From the standpoint that concerns itself with whether your practical reasoning can be criticized, what is important for practical reasoning is how well justified your beliefs are. The practical environment matters here: It determines how much justification you need for your belief to be acceptable. Nevertheless, this standpoint does not establish the importance of a factive property of beliefs. Unless the practical environment calls for absolute certainty, it will be the case that acceptable reasoning may proceed from false premises. A fortiori, acceptable reasoning may proceed from premises that are not known. So whether a belief counts as knowledge is not important in itself from either standpoint.

The argument concerning the lottery case can be applied to any practical reasoning that calls for an instantaneous decision. If it is important that the subject’s reasoning in fact leads to the best outcome, we should be concerned about whether her premises are true. If it is important that the subject’s reasoning be beyond criticism, we should be concerned about whether her premises are well enough justified given her practical situation.

Most decisions, however, are not instantaneous. To accomplish anything we need to be able to make a plan and carry it out over an extended period. In such a case success requires more than just having a true belief at any one point. So when we look at practical reasoning over an extended period of time, properties of the belief other than its truth and justification may be important.
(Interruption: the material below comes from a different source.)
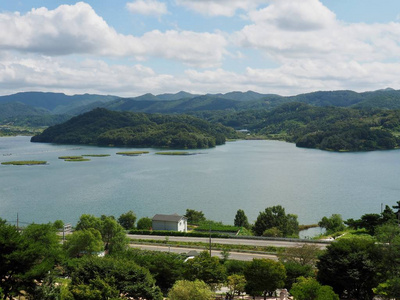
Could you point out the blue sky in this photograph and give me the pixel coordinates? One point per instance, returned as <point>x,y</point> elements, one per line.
<point>129,48</point>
Consider this example of Williamson’s (KIL, p. 62): A burglar is ransacking a house looking for a diamond. He knows that there is a diamond in the house, so he continues to look all night even when he fails to find it. If, on the other hand, he had a Gettiered belief that there was a diamond in the house, he might not continue to look all night. Suppose that he inferred that there was a diamond in the house because he had been told that there was one under the bed, when in fact the diamond was in the drawer. Then he would give up after failing to find the diamond under the bed. He has a justified true belief when he sets out to look for the diamond, but it will not be enough to keep him looking long enough to have a good chance of finding it.